In the book In Search of Ireland the author, H. V. Morton, quotes a man from Killarney as saying, “We Irish, we’re an aggressive, superstitious lot an’ we’re blamed for many things.”
Anyone familiar with the Irish riots in the early days of railway building in the province might agree that some Irishmen are indeed aggressive. And superstitious as well, given the large body of Irish folklore about fairies and leprechauns.
You might even agree that in the past two or three hundred years the Irish can be “blamed for many things.” Lately, I read, for example, that without stretching facts much, one can blame the Irish for the popularity of Halloween in some parts of the world. A recent article in a religious publication, an article tracing the pagan roots of Halloween, said in effect that the Irish were responsible for the rapidly growing popularity of the event in Europe.
“Following the potato famine in the 19th century,” the article reads, “Irish immigrants took Halloween and its customs to the United States. From there it has returned to Europe in the past few years.”
The article went on to say that the growing popularity of Halloween in countries such as France is “not viewed favorably by all.” In France, Halloween is being attacked as a custom with pagan roots that presents a danger to established religions. An editorial in the newspaper Le Monde said that “Halloween, which coincides with All Saints’ Day and All Souls’ Day (November 1 and 2) and could even replace them, is making shopkeepers happy and panicking churchmen.”
What prompted the anti-Halloween article in the church publication is the recent upsurge in popularity of this event in Europe. “Formerly viewed as an American holiday, the article said, “Halloween has spread around the world, becoming popular with both children and adults.”

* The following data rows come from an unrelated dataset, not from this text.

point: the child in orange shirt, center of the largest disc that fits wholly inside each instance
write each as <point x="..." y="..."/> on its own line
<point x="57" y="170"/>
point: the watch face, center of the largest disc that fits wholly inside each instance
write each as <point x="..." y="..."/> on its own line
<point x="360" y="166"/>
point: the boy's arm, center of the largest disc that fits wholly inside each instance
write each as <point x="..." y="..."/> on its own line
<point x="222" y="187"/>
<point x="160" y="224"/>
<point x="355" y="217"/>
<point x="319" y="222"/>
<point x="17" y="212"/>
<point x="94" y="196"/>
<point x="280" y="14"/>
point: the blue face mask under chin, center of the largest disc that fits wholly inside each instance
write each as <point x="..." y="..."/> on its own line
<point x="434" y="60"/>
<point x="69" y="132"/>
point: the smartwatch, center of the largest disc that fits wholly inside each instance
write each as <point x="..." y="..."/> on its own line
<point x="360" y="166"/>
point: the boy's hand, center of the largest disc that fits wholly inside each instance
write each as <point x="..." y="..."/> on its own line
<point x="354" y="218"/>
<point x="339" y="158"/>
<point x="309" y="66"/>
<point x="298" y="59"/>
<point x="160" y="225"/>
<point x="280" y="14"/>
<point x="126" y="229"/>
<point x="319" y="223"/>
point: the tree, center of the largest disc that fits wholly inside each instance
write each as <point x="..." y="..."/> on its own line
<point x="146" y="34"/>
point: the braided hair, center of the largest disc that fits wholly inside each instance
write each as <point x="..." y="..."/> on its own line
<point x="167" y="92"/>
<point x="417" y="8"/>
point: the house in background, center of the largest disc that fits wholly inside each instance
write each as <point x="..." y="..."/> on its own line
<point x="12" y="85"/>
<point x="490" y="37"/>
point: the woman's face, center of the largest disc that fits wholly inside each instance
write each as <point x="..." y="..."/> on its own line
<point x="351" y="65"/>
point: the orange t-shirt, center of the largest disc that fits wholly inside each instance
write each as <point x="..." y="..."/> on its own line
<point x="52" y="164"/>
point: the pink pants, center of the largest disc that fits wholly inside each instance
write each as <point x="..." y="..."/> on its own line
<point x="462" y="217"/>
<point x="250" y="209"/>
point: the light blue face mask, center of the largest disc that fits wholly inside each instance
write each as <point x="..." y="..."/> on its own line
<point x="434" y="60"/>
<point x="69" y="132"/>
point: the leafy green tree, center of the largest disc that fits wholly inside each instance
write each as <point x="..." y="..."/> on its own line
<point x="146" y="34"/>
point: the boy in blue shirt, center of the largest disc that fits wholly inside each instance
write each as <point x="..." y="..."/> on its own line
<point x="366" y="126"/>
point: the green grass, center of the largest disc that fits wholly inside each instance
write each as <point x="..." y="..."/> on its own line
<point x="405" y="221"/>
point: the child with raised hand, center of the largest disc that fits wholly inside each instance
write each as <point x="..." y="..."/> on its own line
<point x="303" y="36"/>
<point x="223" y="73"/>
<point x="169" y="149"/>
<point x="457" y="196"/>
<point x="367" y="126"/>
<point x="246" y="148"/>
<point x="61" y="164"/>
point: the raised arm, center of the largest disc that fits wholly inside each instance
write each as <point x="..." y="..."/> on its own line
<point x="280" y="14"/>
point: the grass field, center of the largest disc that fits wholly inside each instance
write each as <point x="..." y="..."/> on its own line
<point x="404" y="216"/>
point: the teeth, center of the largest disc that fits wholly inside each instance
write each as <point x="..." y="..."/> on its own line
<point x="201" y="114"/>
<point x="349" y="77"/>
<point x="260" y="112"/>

France has wholeheartedly embraced Halloween, said the article, and nearly one-third of French households celebrated the event last year. In Italy, Halloween is described in the article as “a current fad… a boom that is sweeping the country. From Germany, the article quotes a leading newspaper which states that more German citizens than ever before do not want to miss out on the gruesome fun of Halloween. Halloween has established a foothold in Japan as well where “pumpkin parades with thousands of participants have been held in Tokyo.”
And yes, the Irish apparently started it all.
Halloween’s roots go back before Christianity, to the era when ancient Celts inhabited Ireland and Britain. The Celts divided the year into two seasons, the dark winter months and the light summer months. On the full moon nearest November 1 the Celts celebrated the festival of Samhain, meaning summer’s end. During this festival, the Celts believed that the veil between the human and supernatural world parted and both good and evil spirits roamed the world.
It is said that it was Irish monks who, weary of fighting pagan customs, combined celebrations such as the festival of Samhain into church festivities. This may explain why Halloween remained with the common people in Ireland as a harmless custom. And why when the great wave of Irish immigrants arrived here, Halloween came to Canada and the United States.